“Una ragazzata da condannare. Ma non un atto di bande facinorose o gruppi antipartigiani”. Così il sindaco di Gallarate Andrea Cassani (Lega) ha commentato l’imbrattamento della pietra d’inciampo dedicata a Clara Pirani – una maestra ebrea deportata ad Auschwitz. È successo lo scorso 22 giugno a Gallarate (Varese), a poco più di un mese dalla posa. Non è il primo simbolo della Memoria a essere oltraggiato in città. La stessa sorte era toccata, poco tempo prima, alla pietra che commemorava Vittorio Arconti, sindacalista e militante comunista ucciso dai nazifascisti nel campo di concentramento di Güsen. Subito dopo l’inaugurazione, era stata vandalizzata con una svastica, un segno che lascia pochi dubbi sulla matrice ideologica. E tuttavia il primo cittadino minimizza: “Più che l’imbrattamento o il gesto, mi preoccupa la maleducazione.

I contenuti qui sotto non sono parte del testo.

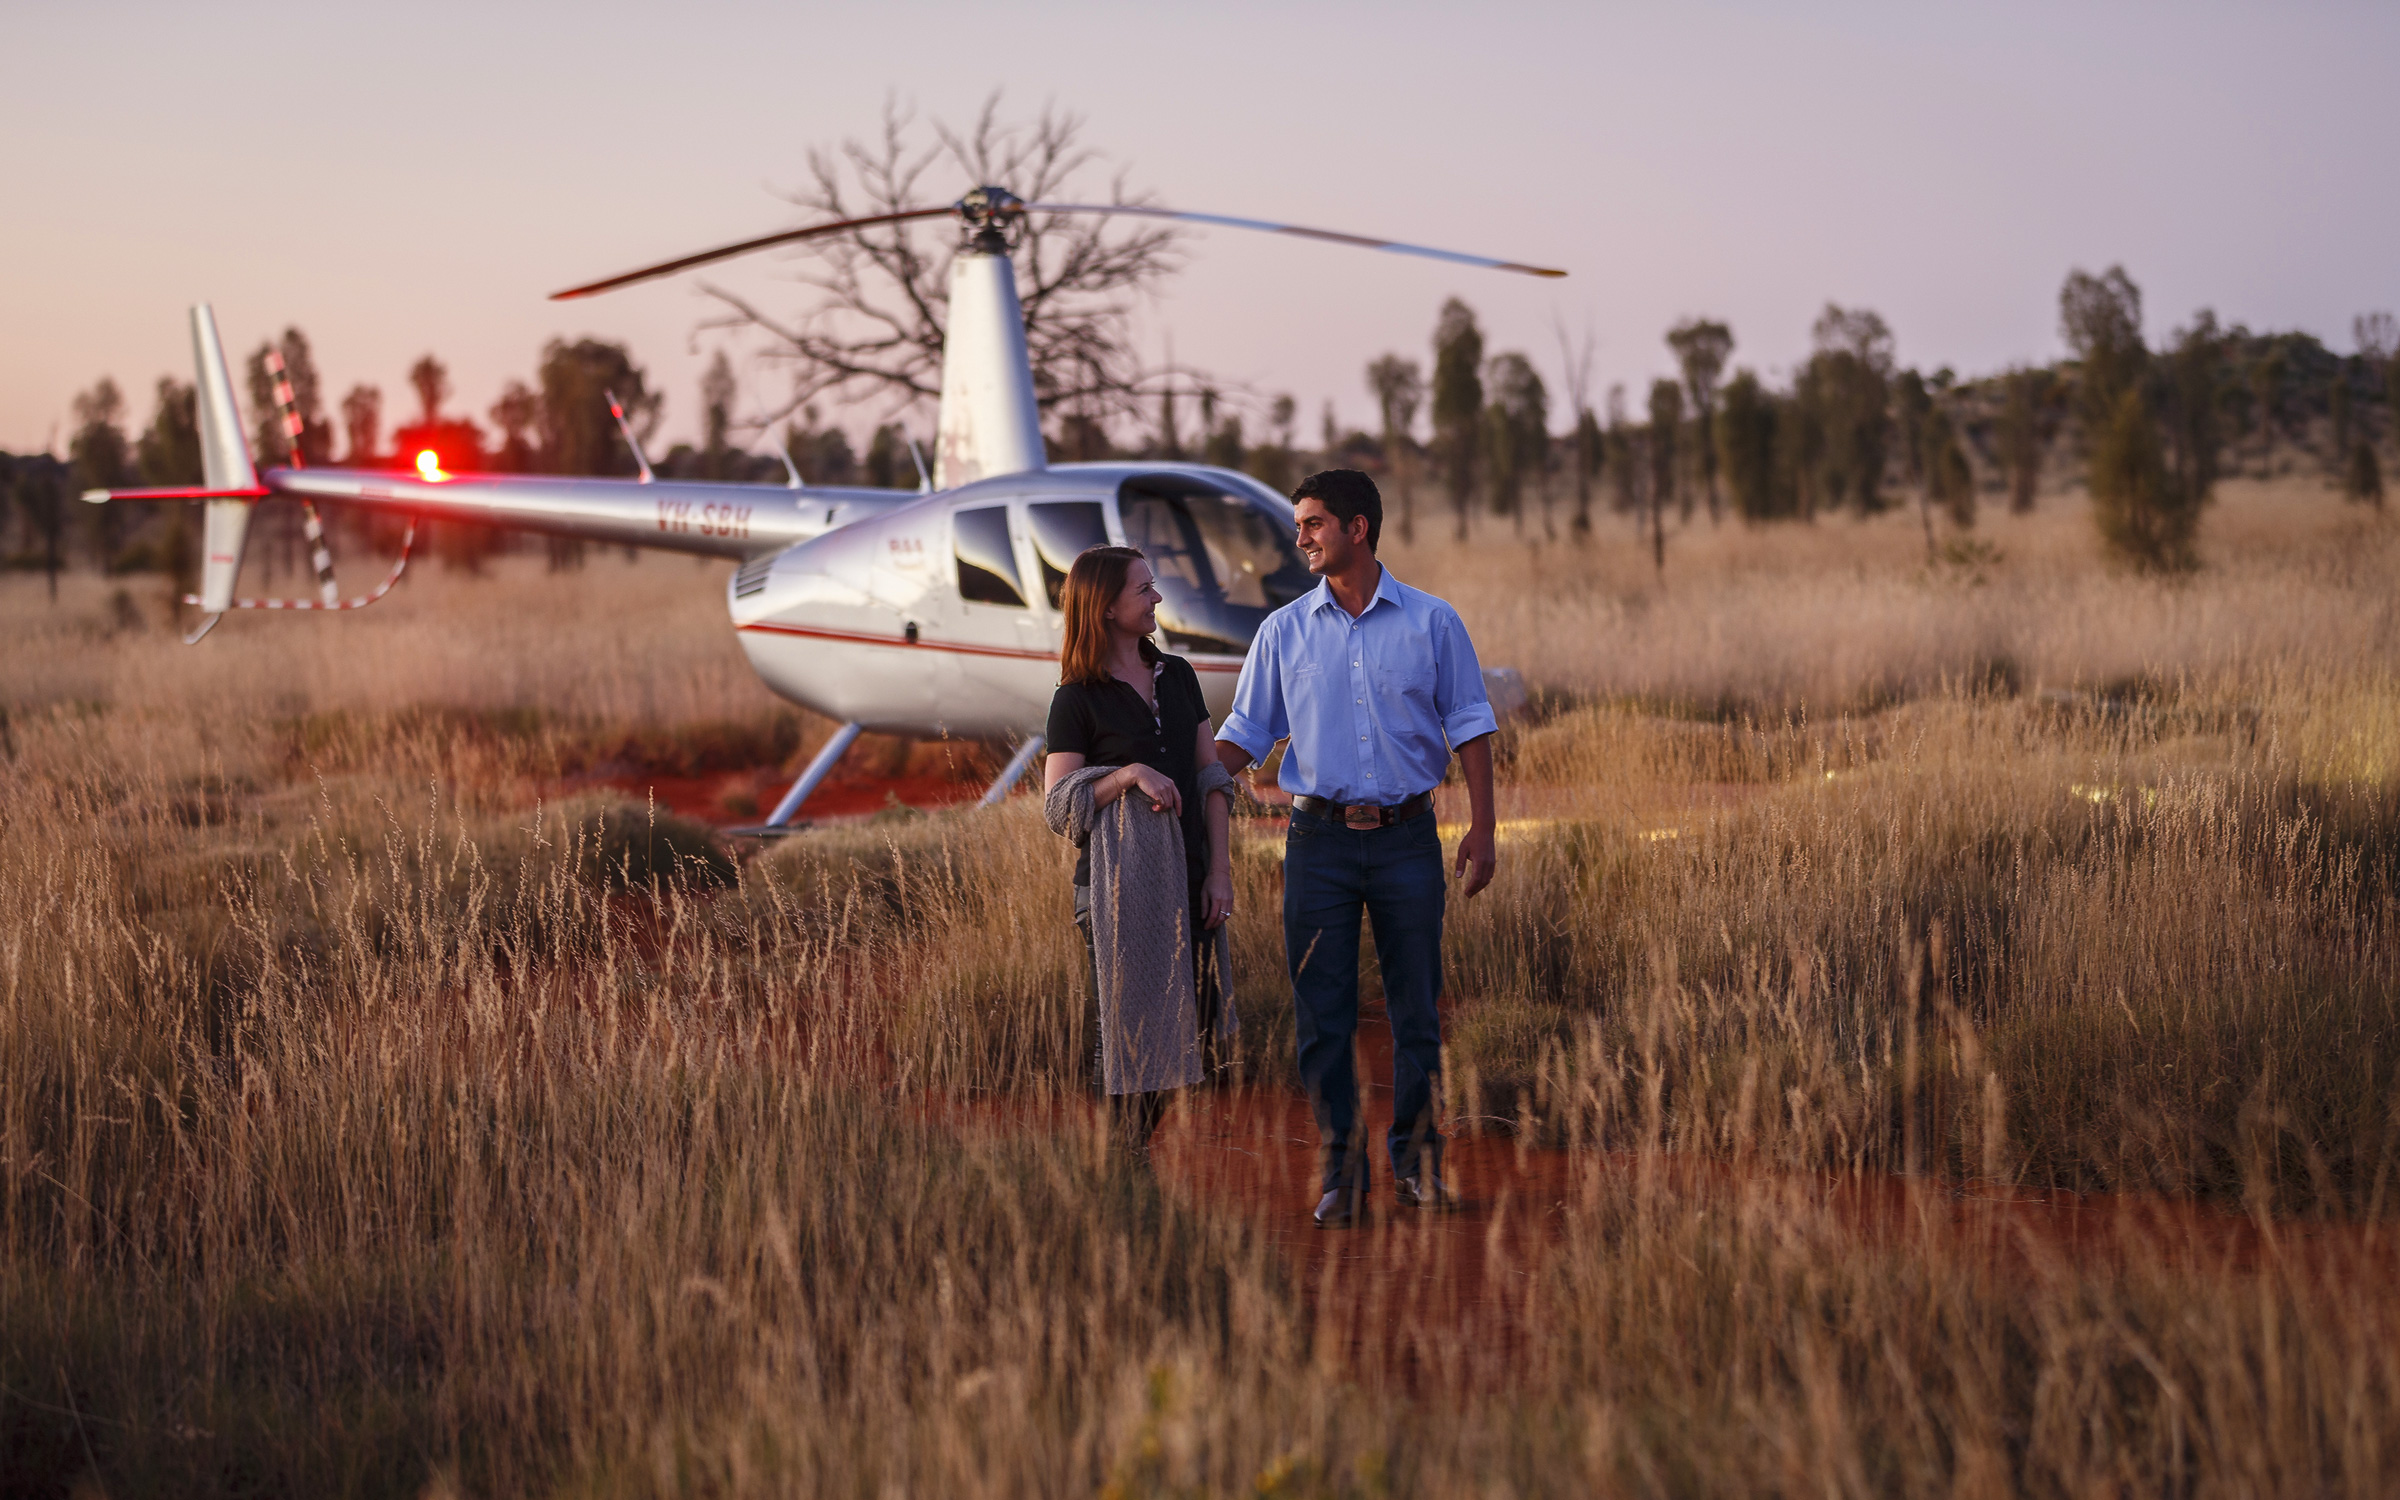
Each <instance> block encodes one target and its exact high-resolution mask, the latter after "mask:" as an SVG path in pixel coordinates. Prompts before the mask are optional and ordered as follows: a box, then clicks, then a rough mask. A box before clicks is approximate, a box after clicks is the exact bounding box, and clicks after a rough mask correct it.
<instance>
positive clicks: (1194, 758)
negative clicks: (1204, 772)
mask: <svg viewBox="0 0 2400 1500" xmlns="http://www.w3.org/2000/svg"><path fill="white" fill-rule="evenodd" d="M1154 665H1157V689H1154V691H1157V696H1159V713H1157V718H1152V713H1150V706H1147V703H1142V696H1140V694H1138V691H1133V689H1130V686H1128V684H1123V682H1118V679H1114V677H1111V679H1109V682H1099V684H1090V682H1063V684H1058V694H1056V696H1051V722H1049V734H1046V737H1044V739H1046V742H1049V744H1046V746H1044V749H1051V751H1066V754H1075V756H1082V763H1085V766H1133V763H1142V766H1150V768H1152V770H1164V773H1166V780H1171V782H1176V792H1181V794H1183V869H1186V874H1188V876H1190V893H1188V898H1190V900H1193V902H1198V900H1200V886H1202V881H1207V814H1205V811H1202V806H1200V761H1198V756H1195V749H1198V744H1195V742H1198V739H1200V725H1205V722H1207V701H1205V698H1202V696H1200V674H1198V672H1193V665H1190V662H1186V660H1183V658H1178V655H1164V653H1162V655H1157V658H1154ZM1126 794H1128V797H1140V792H1126ZM1075 883H1078V886H1090V883H1092V854H1090V850H1085V852H1082V854H1078V857H1075Z"/></svg>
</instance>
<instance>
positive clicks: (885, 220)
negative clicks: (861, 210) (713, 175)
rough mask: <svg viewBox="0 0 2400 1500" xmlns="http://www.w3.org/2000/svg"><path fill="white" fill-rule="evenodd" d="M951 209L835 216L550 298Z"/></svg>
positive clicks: (646, 280) (662, 263)
mask: <svg viewBox="0 0 2400 1500" xmlns="http://www.w3.org/2000/svg"><path fill="white" fill-rule="evenodd" d="M950 211H953V209H950V204H943V206H938V209H900V211H898V214H869V216H866V218H835V221H833V223H811V226H806V228H787V230H782V233H780V235H758V238H756V240H742V242H739V245H718V247H715V250H703V252H698V254H686V257H682V259H672V262H660V264H655V266H643V269H638V271H626V274H624V276H610V278H607V281H588V283H583V286H569V288H566V290H562V293H550V300H552V302H571V300H576V298H593V295H598V293H612V290H617V288H619V286H634V283H636V281H650V278H653V276H672V274H674V271H689V269H691V266H706V264H708V262H720V259H727V257H734V254H746V252H751V250H766V247H768V245H792V242H794V240H814V238H816V235H833V233H840V230H845V228H866V226H874V223H900V221H905V218H938V216H943V214H950Z"/></svg>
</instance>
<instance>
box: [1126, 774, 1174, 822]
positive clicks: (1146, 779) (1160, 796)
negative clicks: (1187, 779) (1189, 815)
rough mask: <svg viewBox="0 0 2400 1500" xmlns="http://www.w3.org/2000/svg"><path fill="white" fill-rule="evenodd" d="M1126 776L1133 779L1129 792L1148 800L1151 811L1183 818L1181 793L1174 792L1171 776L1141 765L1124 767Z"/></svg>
mask: <svg viewBox="0 0 2400 1500" xmlns="http://www.w3.org/2000/svg"><path fill="white" fill-rule="evenodd" d="M1126 775H1130V778H1133V787H1130V790H1135V792H1140V794H1142V797H1147V799H1150V809H1152V811H1162V814H1176V816H1183V792H1178V790H1176V782H1174V778H1171V775H1166V773H1164V770H1152V768H1150V766H1142V763H1133V766H1126Z"/></svg>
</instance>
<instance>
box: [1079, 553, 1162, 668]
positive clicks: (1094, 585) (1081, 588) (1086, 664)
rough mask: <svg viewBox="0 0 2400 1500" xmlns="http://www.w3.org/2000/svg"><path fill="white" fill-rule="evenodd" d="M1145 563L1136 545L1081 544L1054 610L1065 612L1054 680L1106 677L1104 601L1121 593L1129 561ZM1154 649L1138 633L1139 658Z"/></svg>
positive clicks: (1107, 632) (1151, 659)
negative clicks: (1118, 545)
mask: <svg viewBox="0 0 2400 1500" xmlns="http://www.w3.org/2000/svg"><path fill="white" fill-rule="evenodd" d="M1138 562H1147V559H1145V557H1142V552H1140V547H1085V550H1082V552H1078V554H1075V564H1073V566H1068V571H1066V588H1061V590H1058V612H1061V614H1066V638H1063V641H1061V643H1058V684H1061V686H1063V684H1073V682H1082V684H1102V682H1109V679H1111V674H1109V605H1114V602H1116V595H1121V593H1126V576H1128V574H1133V564H1138ZM1157 655H1159V650H1157V648H1154V646H1152V643H1150V638H1147V636H1145V638H1142V660H1145V662H1150V660H1157Z"/></svg>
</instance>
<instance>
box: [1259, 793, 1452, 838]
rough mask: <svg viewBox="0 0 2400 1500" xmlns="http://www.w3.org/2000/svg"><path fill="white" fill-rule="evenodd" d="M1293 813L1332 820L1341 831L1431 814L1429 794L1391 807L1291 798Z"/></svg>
mask: <svg viewBox="0 0 2400 1500" xmlns="http://www.w3.org/2000/svg"><path fill="white" fill-rule="evenodd" d="M1291 806H1294V811H1303V814H1308V816H1310V818H1332V821H1334V823H1342V826H1344V828H1358V830H1368V828H1390V826H1392V823H1406V821H1409V818H1414V816H1418V814H1430V811H1433V792H1418V794H1416V797H1411V799H1406V802H1394V804H1392V806H1375V804H1373V802H1351V804H1349V806H1344V804H1339V802H1327V799H1322V797H1294V799H1291Z"/></svg>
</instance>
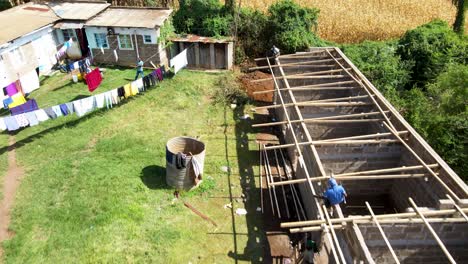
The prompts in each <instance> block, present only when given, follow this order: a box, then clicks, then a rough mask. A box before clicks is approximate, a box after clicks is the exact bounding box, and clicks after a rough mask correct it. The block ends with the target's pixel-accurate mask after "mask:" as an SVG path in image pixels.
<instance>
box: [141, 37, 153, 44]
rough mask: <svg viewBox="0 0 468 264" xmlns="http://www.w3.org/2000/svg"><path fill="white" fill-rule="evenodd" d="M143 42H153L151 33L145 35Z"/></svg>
mask: <svg viewBox="0 0 468 264" xmlns="http://www.w3.org/2000/svg"><path fill="white" fill-rule="evenodd" d="M143 43H145V44H151V43H153V40H152V38H151V35H143Z"/></svg>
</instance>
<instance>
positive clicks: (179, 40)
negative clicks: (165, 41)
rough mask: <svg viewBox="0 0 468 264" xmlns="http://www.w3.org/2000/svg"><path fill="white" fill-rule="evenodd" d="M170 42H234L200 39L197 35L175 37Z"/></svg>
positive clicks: (209, 37) (216, 42)
mask: <svg viewBox="0 0 468 264" xmlns="http://www.w3.org/2000/svg"><path fill="white" fill-rule="evenodd" d="M170 40H171V41H176V42H198V43H229V42H232V41H234V40H233V39H232V38H220V39H217V38H211V37H201V36H197V35H191V34H190V35H185V36H182V35H181V36H177V37H173V38H171V39H170Z"/></svg>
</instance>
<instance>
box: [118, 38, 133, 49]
mask: <svg viewBox="0 0 468 264" xmlns="http://www.w3.org/2000/svg"><path fill="white" fill-rule="evenodd" d="M119 48H120V49H133V43H132V37H131V35H119Z"/></svg>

In un parco lì vicino hanno rotto un’altalena per disabili, o scrivono le bestemmie sulle panchine. Solo che la pietra desta più scalpore”.

Il manufatto per Clara Pirani era stato collocato appena un mese fa in un incrocio centrale di Gallarate. L’ultima residenza nota della maestra era all’angolo tra via Palestro e Via del Popolo. Lì i nazifascisti l’avevano arrestata, per poi deportarla ad Auschwitz nel 1944. L’idea dietro alle pietre d’inciampo – dell’artista tedesco Gunter Demnig – è che chiunque vi si imbatta, inciampi metaforicamente nel ricordo degli orrori dell’Olocausto. La città varesina sembra però faticare a fare i conti con la Memoria. Le condanne per la svastica disegnata in Via Mameli, sulla pietra per Vittorio Arconti, non hanno evitato un nuovo atto di vandalismo su quello in memoria di Pirani. “Penso che ognuno possa e debba avere la propria idea e poterla dire, sia essa politicamente corretta o scorretta – afferma Andrea Cassani – La storia ha diverse sfumature e può essere raccontata sotto diverse visioni, ma è vigliacco scrivere con il pennarello” sulle pietre “a persone innocenti. Dobbiamo fare attenzione a questi atteggiamenti, non democratici”.

A chiedere di posare le pietre d’inciampo a Gallarate erano state l’Anpi (Associazione Nazionale Partigiani d’Italia) e l’Associazione Mazziniana. “Noi siamo stati favorevoli – spiega il sindaco – Indipendentemente dagli schieramenti politici è giusto ricordare coloro che hanno perso la vita. Come con il fascismo e il nazismo – precisa – anche sotto i regimi comunisti”. Le indagini sui due atti di vandalismo sono ancora in corso. Gli inquirenti stanno indagando anche sulla possibile matrice ideologica. Bisognerà però evitare che gesti simili si ripetano: “Le forze dell’ordine sono attente. Prevederemo più passaggi di polizia, nelle ore notturne. Ma – spiega Cassani – c’è da dire che le abitazioni delle persone deportate non sono in luoghi molto frequentati. Quindi è impensabile e poco utile mettere in quegli incroci delle telecamere per controllare che nessuno scriva con il pennarello” sulle pietre. “Il problema è di maleducazione, anzi di ineducazione di certi ragazzi” ribadisce poi. A Gallarate sono numerose le iniziative per adolescenti e famiglie, su bullismo, social network, scuola e altri temi, ci tiene ad aggiungere. Al momento però l’amministrazione non ne ha previste sul ricordo della Shoah. Potrebbero però essere utili. Almeno per evitare che anche a pietra d’inciampo – che verrà posata a settembre per Lotte Froelich – subisca lo stesso destino delle altre due.